The toolkit is divided into two parts: Part I presents the conceptual framework that underlines the toolkit and describes the different challenges and needs of youth as they go through transitions in life. A life cycle approach recognises that adverse and unequal youth outcomes are often attributable to circumstances at birth and during early childhood. The framework also emphasises the multi-dimensionality of youth well-being and the causal linkages between the different dimensions. An inventory of common youth policies and programmes, including concrete international examples, follows. Part I is primarily intended for decision makers as a briefing note on youth-related issues, concepts and policy benchmarks.

Part II, which is intended for technical experts and policy analysts, provides a step-by-step methodological guide to carry out in-depth analyses on the situation of youth and to profile vulnerable youth using empirical evidence. It includes six modules that can be used at different phases in the policy-making cycle:

  • Module 1 proposes a series of indicators, adapted from the OECD Well-being framework, to measure deficits in selected well-being dimensions and introduces a new indicator to estimate the extent of youth multi-dimensional deprivation (Y-MDI).

  • Module 2 explains how to establish a profile of disadvantaged youth by identifying the determinants of poor well-being outcomes.

  • Module 3 presents tools to assess the policy and institutional environment, drawing specific attention to the interplay between policies, institutions, social norms and youth well-being.

  • Module 4 presents tools to evaluate the impact and cost-effectiveness of youth interventions and programmes.

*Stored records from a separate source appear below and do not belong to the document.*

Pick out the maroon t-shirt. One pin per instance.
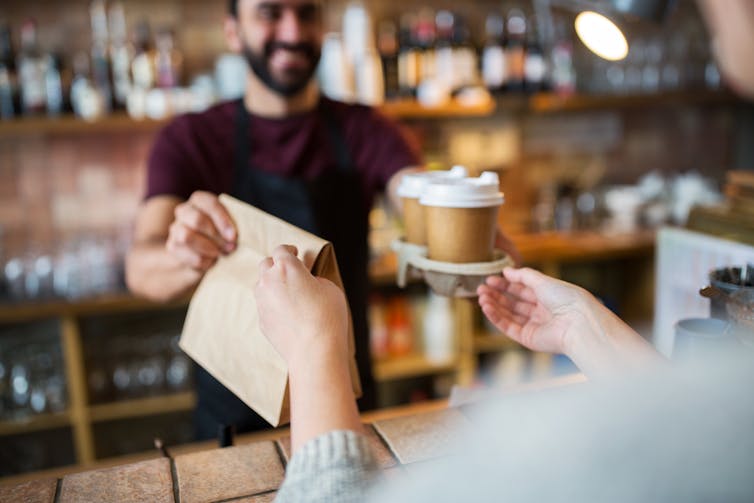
(196, 151)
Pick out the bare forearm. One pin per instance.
(153, 273)
(607, 345)
(322, 399)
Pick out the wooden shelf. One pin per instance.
(542, 247)
(410, 366)
(551, 103)
(490, 343)
(35, 423)
(408, 109)
(583, 246)
(118, 122)
(149, 406)
(110, 303)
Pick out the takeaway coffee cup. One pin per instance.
(410, 190)
(700, 338)
(461, 218)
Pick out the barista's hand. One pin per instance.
(540, 312)
(304, 317)
(201, 232)
(503, 242)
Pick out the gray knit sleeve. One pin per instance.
(336, 467)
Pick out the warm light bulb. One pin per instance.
(601, 36)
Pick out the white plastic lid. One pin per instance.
(412, 185)
(464, 193)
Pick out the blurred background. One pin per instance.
(594, 156)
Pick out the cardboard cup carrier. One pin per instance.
(410, 190)
(461, 218)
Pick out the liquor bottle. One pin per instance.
(120, 55)
(167, 61)
(515, 53)
(387, 45)
(408, 56)
(535, 65)
(99, 52)
(425, 36)
(465, 60)
(53, 87)
(32, 66)
(493, 54)
(7, 74)
(563, 75)
(142, 66)
(445, 21)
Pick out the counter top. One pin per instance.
(252, 469)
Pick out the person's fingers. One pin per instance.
(197, 221)
(506, 325)
(190, 258)
(504, 243)
(521, 283)
(285, 252)
(210, 205)
(183, 236)
(508, 300)
(265, 265)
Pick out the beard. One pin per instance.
(294, 80)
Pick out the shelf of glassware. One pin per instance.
(413, 365)
(120, 122)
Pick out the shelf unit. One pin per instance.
(81, 415)
(552, 249)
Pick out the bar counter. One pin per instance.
(249, 471)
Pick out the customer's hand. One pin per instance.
(535, 310)
(302, 315)
(546, 314)
(306, 319)
(201, 232)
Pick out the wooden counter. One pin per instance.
(255, 466)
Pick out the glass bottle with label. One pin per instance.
(426, 37)
(465, 62)
(535, 65)
(142, 66)
(493, 54)
(53, 87)
(120, 55)
(387, 45)
(99, 52)
(444, 50)
(563, 74)
(515, 53)
(7, 74)
(408, 56)
(32, 67)
(168, 60)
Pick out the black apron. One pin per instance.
(331, 206)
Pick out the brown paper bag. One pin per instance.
(222, 332)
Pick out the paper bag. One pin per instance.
(222, 332)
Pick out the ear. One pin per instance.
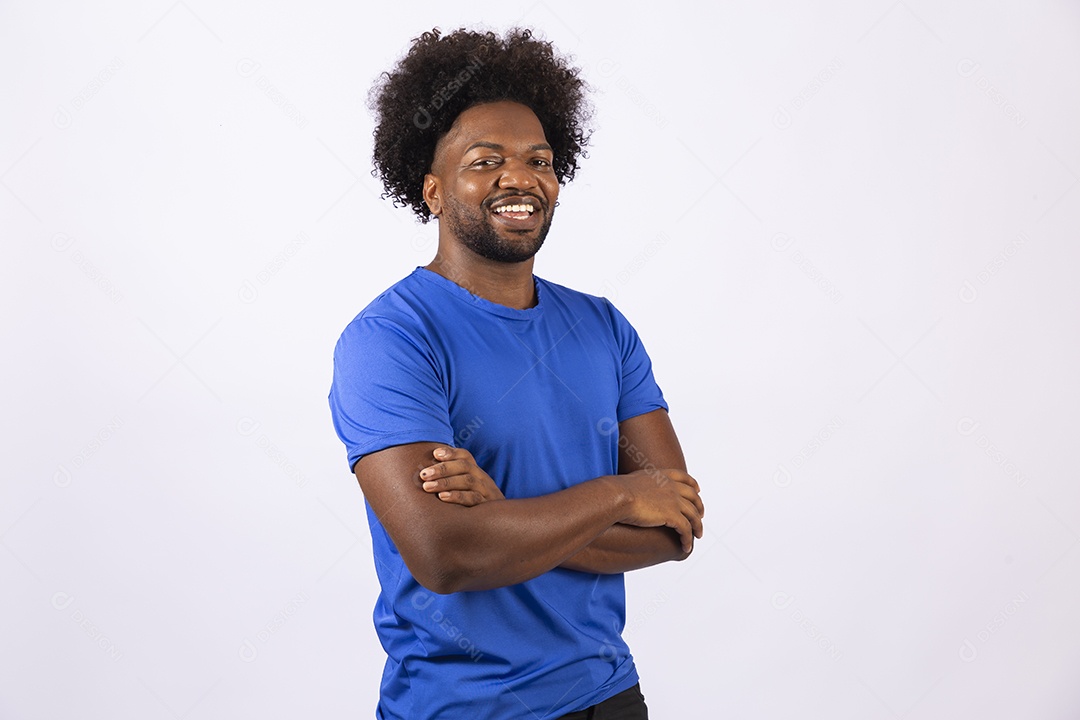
(432, 194)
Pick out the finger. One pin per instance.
(444, 452)
(444, 470)
(696, 524)
(686, 534)
(466, 498)
(460, 481)
(693, 498)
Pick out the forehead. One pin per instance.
(504, 123)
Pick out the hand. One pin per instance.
(667, 498)
(458, 479)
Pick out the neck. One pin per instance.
(508, 284)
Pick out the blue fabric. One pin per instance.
(536, 395)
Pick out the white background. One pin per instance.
(847, 233)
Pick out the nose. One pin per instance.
(517, 174)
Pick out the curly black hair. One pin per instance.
(442, 76)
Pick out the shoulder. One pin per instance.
(576, 299)
(582, 302)
(400, 313)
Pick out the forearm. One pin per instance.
(510, 541)
(624, 547)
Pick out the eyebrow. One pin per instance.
(496, 146)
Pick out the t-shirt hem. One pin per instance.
(392, 439)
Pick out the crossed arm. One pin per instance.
(456, 532)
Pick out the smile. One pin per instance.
(517, 212)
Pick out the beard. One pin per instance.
(476, 232)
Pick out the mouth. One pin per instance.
(517, 213)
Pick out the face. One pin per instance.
(491, 182)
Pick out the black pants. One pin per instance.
(628, 705)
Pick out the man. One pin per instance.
(511, 443)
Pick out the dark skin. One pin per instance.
(453, 527)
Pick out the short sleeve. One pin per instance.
(638, 390)
(386, 390)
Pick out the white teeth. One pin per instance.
(514, 208)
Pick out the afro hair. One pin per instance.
(442, 76)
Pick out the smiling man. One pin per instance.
(513, 448)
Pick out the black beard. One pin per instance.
(476, 232)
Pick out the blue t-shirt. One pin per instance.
(536, 396)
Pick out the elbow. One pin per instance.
(442, 575)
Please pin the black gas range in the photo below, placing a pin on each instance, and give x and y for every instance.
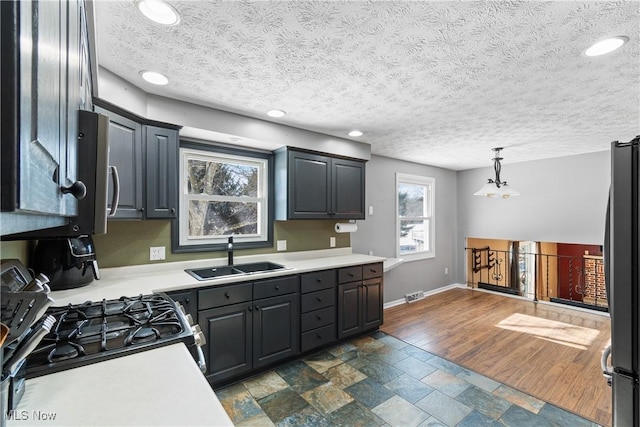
(96, 331)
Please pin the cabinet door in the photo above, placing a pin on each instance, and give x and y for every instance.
(349, 309)
(125, 153)
(229, 347)
(372, 303)
(309, 180)
(276, 329)
(162, 172)
(43, 106)
(347, 196)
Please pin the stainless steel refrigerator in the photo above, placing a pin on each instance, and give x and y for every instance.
(622, 261)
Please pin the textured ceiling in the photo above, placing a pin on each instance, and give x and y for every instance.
(433, 82)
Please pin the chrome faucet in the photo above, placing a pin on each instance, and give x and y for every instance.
(230, 251)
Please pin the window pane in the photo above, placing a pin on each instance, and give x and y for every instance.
(221, 178)
(414, 236)
(411, 200)
(222, 218)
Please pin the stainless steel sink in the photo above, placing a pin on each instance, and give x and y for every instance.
(259, 267)
(231, 270)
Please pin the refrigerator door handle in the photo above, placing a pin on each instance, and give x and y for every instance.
(607, 371)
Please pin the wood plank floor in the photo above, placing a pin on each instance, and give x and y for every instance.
(552, 353)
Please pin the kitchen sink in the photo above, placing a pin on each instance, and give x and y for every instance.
(258, 267)
(231, 270)
(213, 272)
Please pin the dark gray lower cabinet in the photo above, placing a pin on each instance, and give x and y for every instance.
(249, 325)
(349, 309)
(275, 329)
(229, 340)
(359, 302)
(162, 172)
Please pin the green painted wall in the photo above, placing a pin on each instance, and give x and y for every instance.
(127, 242)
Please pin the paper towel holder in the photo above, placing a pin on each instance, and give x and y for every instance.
(346, 227)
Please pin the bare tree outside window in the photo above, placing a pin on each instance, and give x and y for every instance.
(414, 200)
(222, 196)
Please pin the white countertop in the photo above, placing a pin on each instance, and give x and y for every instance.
(159, 387)
(165, 277)
(156, 387)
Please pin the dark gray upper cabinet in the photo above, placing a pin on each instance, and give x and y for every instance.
(162, 172)
(45, 78)
(145, 156)
(318, 186)
(276, 331)
(125, 155)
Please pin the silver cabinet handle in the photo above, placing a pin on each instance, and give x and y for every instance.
(115, 199)
(607, 371)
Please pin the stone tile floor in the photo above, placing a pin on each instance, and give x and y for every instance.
(379, 380)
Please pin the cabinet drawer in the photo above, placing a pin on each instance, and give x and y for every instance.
(319, 299)
(316, 338)
(318, 280)
(318, 318)
(350, 274)
(275, 287)
(372, 270)
(224, 295)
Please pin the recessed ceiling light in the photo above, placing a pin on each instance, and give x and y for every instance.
(276, 113)
(154, 78)
(606, 46)
(159, 11)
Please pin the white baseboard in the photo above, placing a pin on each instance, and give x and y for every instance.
(553, 304)
(426, 294)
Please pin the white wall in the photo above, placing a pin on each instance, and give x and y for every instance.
(562, 200)
(377, 232)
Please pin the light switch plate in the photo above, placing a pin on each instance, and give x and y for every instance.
(156, 253)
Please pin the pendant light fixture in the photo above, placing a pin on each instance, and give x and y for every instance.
(496, 187)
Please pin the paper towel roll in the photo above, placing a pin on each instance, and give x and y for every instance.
(346, 227)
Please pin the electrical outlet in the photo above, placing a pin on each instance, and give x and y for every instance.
(156, 253)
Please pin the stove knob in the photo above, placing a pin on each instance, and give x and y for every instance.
(181, 308)
(198, 336)
(189, 319)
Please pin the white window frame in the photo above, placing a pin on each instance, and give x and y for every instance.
(262, 199)
(430, 189)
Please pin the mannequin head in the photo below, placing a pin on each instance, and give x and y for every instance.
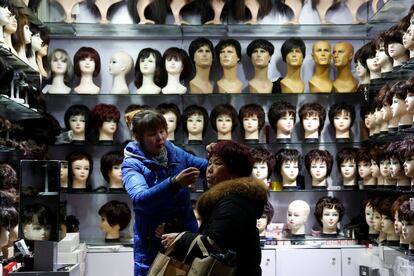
(201, 52)
(282, 117)
(312, 117)
(60, 64)
(105, 119)
(87, 62)
(195, 119)
(115, 217)
(149, 62)
(80, 168)
(77, 118)
(321, 53)
(264, 162)
(111, 168)
(177, 62)
(346, 161)
(297, 215)
(342, 54)
(171, 114)
(37, 222)
(328, 213)
(342, 116)
(120, 63)
(289, 164)
(319, 164)
(223, 118)
(251, 117)
(293, 51)
(229, 52)
(260, 52)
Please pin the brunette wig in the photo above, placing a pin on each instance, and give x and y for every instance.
(191, 110)
(249, 110)
(319, 155)
(159, 74)
(83, 53)
(116, 213)
(279, 109)
(330, 203)
(223, 109)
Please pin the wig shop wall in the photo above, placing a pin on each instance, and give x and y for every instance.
(85, 206)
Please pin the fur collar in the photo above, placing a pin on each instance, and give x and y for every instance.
(250, 188)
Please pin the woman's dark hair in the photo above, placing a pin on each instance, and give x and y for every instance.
(75, 110)
(159, 74)
(83, 53)
(260, 44)
(116, 213)
(249, 110)
(330, 203)
(279, 109)
(101, 113)
(179, 54)
(224, 109)
(191, 110)
(263, 155)
(109, 160)
(237, 157)
(197, 44)
(147, 120)
(337, 108)
(290, 44)
(288, 155)
(228, 42)
(319, 155)
(313, 109)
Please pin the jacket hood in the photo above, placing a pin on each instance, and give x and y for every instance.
(250, 188)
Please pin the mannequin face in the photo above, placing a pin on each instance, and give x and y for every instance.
(108, 127)
(318, 170)
(342, 54)
(321, 53)
(195, 124)
(342, 121)
(396, 50)
(409, 166)
(251, 123)
(77, 124)
(285, 123)
(80, 170)
(224, 123)
(171, 121)
(289, 170)
(385, 168)
(364, 169)
(147, 65)
(228, 57)
(348, 169)
(260, 170)
(311, 123)
(260, 57)
(203, 56)
(87, 66)
(361, 71)
(173, 66)
(330, 218)
(294, 57)
(59, 63)
(36, 232)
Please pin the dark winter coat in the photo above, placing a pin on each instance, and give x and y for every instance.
(155, 199)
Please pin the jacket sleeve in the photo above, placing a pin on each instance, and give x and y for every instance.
(143, 196)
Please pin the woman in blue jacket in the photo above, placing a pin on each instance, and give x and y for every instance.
(156, 174)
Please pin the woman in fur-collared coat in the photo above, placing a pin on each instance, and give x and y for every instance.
(230, 208)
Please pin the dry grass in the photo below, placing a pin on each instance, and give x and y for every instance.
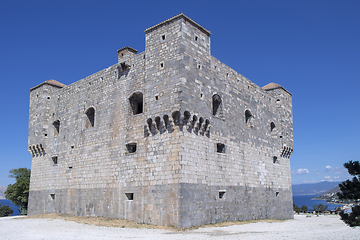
(123, 223)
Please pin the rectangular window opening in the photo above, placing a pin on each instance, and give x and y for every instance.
(54, 159)
(129, 196)
(131, 147)
(221, 194)
(220, 148)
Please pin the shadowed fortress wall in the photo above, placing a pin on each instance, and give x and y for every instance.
(169, 136)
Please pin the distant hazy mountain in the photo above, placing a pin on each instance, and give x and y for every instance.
(313, 188)
(2, 190)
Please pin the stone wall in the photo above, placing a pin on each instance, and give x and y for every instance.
(170, 136)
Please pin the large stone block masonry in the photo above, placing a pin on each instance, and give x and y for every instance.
(169, 136)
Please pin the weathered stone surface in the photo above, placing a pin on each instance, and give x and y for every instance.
(168, 136)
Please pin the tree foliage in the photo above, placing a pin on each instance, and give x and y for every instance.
(5, 210)
(320, 208)
(350, 189)
(18, 192)
(296, 208)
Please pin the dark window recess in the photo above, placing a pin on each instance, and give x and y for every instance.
(124, 67)
(220, 148)
(130, 196)
(131, 147)
(222, 194)
(56, 125)
(216, 105)
(90, 117)
(248, 119)
(272, 126)
(136, 103)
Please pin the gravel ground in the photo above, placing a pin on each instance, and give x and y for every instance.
(302, 227)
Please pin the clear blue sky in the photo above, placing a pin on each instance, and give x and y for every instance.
(312, 48)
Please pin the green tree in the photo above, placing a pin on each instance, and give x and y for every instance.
(18, 192)
(296, 208)
(350, 189)
(320, 208)
(304, 208)
(5, 210)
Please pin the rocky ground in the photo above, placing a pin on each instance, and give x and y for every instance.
(302, 227)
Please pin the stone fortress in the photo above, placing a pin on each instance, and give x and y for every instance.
(169, 136)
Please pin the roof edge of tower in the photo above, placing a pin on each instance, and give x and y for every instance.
(181, 15)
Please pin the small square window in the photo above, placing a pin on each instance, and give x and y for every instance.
(220, 148)
(130, 196)
(52, 195)
(131, 147)
(222, 194)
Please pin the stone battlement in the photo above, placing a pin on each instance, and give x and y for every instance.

  • Module 5 introduces ways to calculate the costs of inaction and youth exclusion.

  • Module 6 presents approaches to support the voices of young people in national decision-making processes.

This toolkit is intended to help governments better monitor and evaluate youth-specific programmes and improve policies dedicated to youth using evidence. Country reviews carried out by the project using this toolkit identifies gaps in youth well-being that will help advocate for more investment in youth projects and programmes. A common approach to youth diagnosis will provide comparable data, allowing countries to share good practices and exchange information on policies that work or not. Evidence-based analysis is necessary to improve youth policy making in both developing and advanced economies.

This toolkit is not intended to be prescriptive, nor does it attempt to provide all answers. Feedback on the content and presentation of the methodology will be used to guide future revisions, with the understanding that policy reform programmes, however well-designed, are unlikely to be sustainable or even implemented without full country ownership supported by a large degree of national consensus.


← 1. Cambodia, Côte d’Ivoire, El Salvador, Ethiopia, Jordan, Malawi, Moldova, Peru, Togo and Viet Nam.